İstanbul İsyanları, Başkentte kapıkulu askerleri ve yeniçeriler tarafından çıkarılan isyanlardır. Bu isyanlara çıkartan gereği ilmiye sınıfı mensupları ve halk bazen desteklemiştir. İstanbul İsyanları nedenleri;
1. Merkezi otoritenin zayıflaması
2. Çocuk yaşta şehzadelerin tahta çıkmasına bağlı olarak saray kadınları ve devlet adamlarının yönetime karışması
3. Ekonominin bozulmasına bağlı olarak yeniçerilere düşük ayarlı akçe ile ulufe maaşı ödenmesi
4. Cülus bahşişi almak için yeniçerilerin sık sık padişah değişikliğine gitmek istemesi
5. Çıkarları elden giden bazı devlet adamı ve ulemaların yeniçerileri kışkırtmasıdır.

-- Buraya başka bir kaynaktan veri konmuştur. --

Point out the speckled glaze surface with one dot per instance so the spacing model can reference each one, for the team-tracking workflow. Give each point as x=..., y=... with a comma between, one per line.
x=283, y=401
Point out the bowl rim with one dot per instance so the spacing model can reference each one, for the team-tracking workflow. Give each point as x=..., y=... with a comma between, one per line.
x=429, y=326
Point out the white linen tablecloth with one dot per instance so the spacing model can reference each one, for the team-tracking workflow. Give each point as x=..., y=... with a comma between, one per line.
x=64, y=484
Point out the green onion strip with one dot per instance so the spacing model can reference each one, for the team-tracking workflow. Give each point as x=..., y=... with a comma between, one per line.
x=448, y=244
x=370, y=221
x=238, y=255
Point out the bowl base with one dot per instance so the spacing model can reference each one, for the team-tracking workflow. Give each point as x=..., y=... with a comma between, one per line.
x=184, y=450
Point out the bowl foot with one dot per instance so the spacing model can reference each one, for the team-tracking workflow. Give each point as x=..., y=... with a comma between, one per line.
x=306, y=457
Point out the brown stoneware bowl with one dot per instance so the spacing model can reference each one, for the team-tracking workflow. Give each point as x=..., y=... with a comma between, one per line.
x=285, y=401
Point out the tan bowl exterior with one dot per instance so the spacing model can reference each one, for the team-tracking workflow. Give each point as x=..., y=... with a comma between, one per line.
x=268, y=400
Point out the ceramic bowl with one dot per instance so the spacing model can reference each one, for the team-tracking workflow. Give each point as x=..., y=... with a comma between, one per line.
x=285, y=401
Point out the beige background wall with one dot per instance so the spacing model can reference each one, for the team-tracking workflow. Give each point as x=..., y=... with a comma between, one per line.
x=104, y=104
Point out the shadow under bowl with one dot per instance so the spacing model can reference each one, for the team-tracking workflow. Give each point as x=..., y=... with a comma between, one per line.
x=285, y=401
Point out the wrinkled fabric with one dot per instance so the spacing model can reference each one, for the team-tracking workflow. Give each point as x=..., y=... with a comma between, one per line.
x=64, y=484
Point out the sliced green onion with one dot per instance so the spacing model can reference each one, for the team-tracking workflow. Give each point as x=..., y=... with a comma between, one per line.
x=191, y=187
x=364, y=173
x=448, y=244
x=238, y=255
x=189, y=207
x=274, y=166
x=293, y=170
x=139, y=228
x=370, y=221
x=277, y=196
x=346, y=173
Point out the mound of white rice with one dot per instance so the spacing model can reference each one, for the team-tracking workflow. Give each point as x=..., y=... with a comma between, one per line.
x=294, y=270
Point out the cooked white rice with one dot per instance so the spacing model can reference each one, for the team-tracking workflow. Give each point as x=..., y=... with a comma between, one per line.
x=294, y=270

İstanbul isyanlarının en önemlileri III. Murat, II. Osman, IV. Murat ve IV. Mehmet zamanlarında yaşanmıştır.
III. Murat: Bu dönemde çıkan ilk isyandır. Ekonomik nedene bağlı olan isyanda yeniçeriler istekleri olan defterdarın öldürülmesi üzerine isyanı sona erdirmişlerdir.
II. Osman: İstanbul isyanları içerisinde sonuçları itibariyle en önemli olan ve sonraki dönemleri etkileyen isyandır. Yeniçeri ocağını kaldırmayı düşünen Genç Osman’ın bu düşüncesi üzerine ayaklanan yeniçeriler padişahı öldürmüşlerdir. Yeniçeriler Osmanlı tarihinde ilk kez padişahı öldürmüşlerdir.
IV. Murat Cülus bahşişini bahane ederek ayaklanan yeniçerilere istedikleri verilmiştir. Küçük yaşta tahta çıktığı için yönetimde annesinin ve devlet adamlarının etkisinde kalan padişah daha sonra otoriteyi sağlamıştır. IV. Murat sert tedbirler alarak isyanları bastırmıştır.
IV. Mehmet: Yeniçeriler padişahın tahta çıkışından sonra ayarı düşük akçe ile verilen maaşı bahane ederek isyan etmişlerdir. Yaklaşık 30 devlet adamının öldürülmesini isteyen yeniçeriler isteklerine ulaşmışlar ve bu devlet adamlarını çınar ağacında asarak isyanlarını sona erdirmişlerdir. Bu olay tarihimize Vaka-i Vakvakiye (Çınar Vakası) olarak geçmiştir.
İstanbul isyanlarının sonuçları;
1. Padişahların otoritesi zayıflayarak yeniçerilerin yönetimdeki etkisi artmıştır.
2. Merkezi otoritede sıkıntılar artmış ve yönetimdeki istikrar bozulmuştur.
3. Yeniçeriler önemli bir güç haline gelmişlerdir. Ocak devlet içindir anlayışı yerine devlet ocak içindir anlayışı egemen olmaya başlamıştır.
İstanbul isyanları devletin rejimine karşı değil şahıslara karşı yapılmıştır.